ABB Grain chief Michael Iwaniw claims the Wheat Australia sale of 350,000t of wheat to Iraq valued at an estimated $90 million is back on.
The deal's apparent rejuvenation comes a week after Wheat Australia announced it would not be able to do business with Iraq.
Mr Iwaniw announced the deal was back on during ABB Grain's half-year results on Monday, saying the parties had come to terms on the sticking points in the terms of the contract.
Wheat Australia is a consortium of ABB Grain, CBH and GrainCorp, set up in March to do business with Iraq after AWB was banned from trading there until the findings of the Cole inquiry are handed down.
Wheat Australia officials baulked slightly at Mr Iwaniw's comments, declining to unequivocally state the deal was resurrected.
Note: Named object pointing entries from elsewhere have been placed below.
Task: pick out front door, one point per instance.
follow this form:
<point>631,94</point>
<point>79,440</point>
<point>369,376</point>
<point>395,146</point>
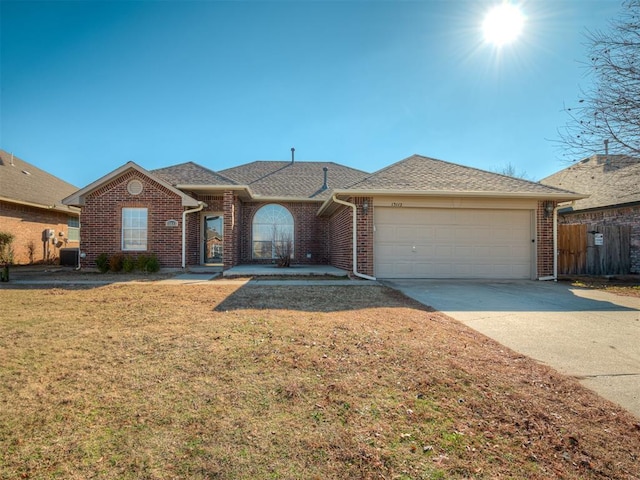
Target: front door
<point>212,238</point>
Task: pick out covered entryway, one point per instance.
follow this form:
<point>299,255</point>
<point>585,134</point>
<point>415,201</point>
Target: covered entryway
<point>453,243</point>
<point>212,240</point>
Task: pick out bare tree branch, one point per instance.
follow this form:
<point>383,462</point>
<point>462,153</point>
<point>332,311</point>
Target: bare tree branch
<point>610,110</point>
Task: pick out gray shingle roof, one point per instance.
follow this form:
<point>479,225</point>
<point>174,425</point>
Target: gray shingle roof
<point>23,182</point>
<point>608,179</point>
<point>418,173</point>
<point>295,180</point>
<point>190,173</point>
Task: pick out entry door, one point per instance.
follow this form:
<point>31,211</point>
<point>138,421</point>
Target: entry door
<point>213,236</point>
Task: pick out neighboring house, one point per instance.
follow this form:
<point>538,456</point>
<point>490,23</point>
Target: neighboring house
<point>613,185</point>
<point>31,209</point>
<point>419,217</point>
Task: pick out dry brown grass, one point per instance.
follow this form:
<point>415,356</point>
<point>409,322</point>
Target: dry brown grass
<point>250,382</point>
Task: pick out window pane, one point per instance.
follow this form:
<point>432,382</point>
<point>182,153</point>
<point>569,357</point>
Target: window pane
<point>134,229</point>
<point>272,227</point>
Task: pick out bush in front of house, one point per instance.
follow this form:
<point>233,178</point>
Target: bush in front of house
<point>118,262</point>
<point>148,263</point>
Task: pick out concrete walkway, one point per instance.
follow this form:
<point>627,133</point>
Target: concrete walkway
<point>589,334</point>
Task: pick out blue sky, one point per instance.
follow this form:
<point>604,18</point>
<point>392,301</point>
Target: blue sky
<point>86,86</point>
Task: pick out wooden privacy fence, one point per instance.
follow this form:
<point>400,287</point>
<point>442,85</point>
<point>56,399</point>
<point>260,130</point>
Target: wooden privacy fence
<point>594,249</point>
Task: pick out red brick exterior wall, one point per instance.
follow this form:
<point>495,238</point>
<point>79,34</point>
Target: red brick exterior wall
<point>626,215</point>
<point>101,221</point>
<point>26,224</point>
<point>310,233</point>
<point>233,231</point>
<point>544,241</point>
<point>341,236</point>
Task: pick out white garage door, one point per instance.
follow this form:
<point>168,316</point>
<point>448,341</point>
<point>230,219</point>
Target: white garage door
<point>452,243</point>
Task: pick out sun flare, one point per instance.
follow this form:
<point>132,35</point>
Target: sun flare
<point>503,24</point>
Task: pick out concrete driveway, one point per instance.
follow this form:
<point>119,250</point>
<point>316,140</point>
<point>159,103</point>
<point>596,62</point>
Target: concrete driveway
<point>589,334</point>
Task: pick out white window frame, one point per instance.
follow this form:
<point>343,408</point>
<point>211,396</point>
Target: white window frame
<point>134,229</point>
<point>268,221</point>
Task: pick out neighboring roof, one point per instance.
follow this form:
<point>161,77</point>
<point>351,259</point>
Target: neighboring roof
<point>608,180</point>
<point>23,183</point>
<point>77,198</point>
<point>293,179</point>
<point>422,175</point>
<point>190,173</point>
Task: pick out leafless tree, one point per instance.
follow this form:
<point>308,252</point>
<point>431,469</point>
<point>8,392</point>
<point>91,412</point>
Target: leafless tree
<point>607,117</point>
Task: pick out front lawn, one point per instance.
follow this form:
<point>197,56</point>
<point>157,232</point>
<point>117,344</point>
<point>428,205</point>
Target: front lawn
<point>263,382</point>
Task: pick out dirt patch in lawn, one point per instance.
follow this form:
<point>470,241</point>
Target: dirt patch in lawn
<point>255,381</point>
<point>625,285</point>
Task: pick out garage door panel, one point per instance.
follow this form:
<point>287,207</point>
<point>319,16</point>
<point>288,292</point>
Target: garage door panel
<point>452,243</point>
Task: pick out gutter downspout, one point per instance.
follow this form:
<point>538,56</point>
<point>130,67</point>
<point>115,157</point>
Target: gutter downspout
<point>200,206</point>
<point>554,277</point>
<point>355,239</point>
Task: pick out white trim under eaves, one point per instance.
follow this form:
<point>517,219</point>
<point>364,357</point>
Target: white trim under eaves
<point>558,196</point>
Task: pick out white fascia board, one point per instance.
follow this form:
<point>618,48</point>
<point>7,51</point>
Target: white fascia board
<point>559,196</point>
<point>56,207</point>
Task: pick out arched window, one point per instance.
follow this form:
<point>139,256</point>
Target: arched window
<point>272,232</point>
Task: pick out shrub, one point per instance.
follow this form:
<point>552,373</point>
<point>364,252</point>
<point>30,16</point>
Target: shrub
<point>115,262</point>
<point>31,250</point>
<point>6,251</point>
<point>129,264</point>
<point>102,262</point>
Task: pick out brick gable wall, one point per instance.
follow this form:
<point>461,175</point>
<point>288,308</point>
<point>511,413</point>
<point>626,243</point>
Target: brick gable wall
<point>623,216</point>
<point>26,224</point>
<point>101,220</point>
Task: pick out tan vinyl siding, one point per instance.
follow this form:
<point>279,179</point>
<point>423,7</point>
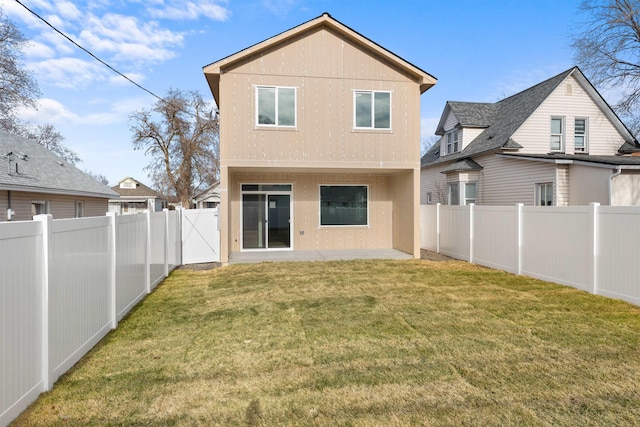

Wheat Australia spokesman Rhys Ainsworth said: "We can advise the public that while discussions are progressing very positively, we are not in a position to comment further as yet."
Mr Iwaniw would not specify the price of the contract - whether it was at the original March quote, or whether it reflected the higher market conditions prevalent now.
He said it was a commercially viable price and AWB, from which Wheat Australia will purchase the grain for the contract, was happy.
Mr Iwaniw's comments were the first confirmation from within Wheat Australia ranks that the rumours the sale was back on were correct.
He said although there were still some documents to be signed, agreement had been reached, both verbally and via email.
Last week Mr Ainsworth cited commercial concerns as the reason for the deal's failure, but it is believed the concern focused on a clause in the contract that saw high penalties in place for delayed shipments.
AWB opponents have other ideas, claiming the deal's failure was rooted in Iraq's unwillingness to deal with AWB or any body perceived as being too close to AWB.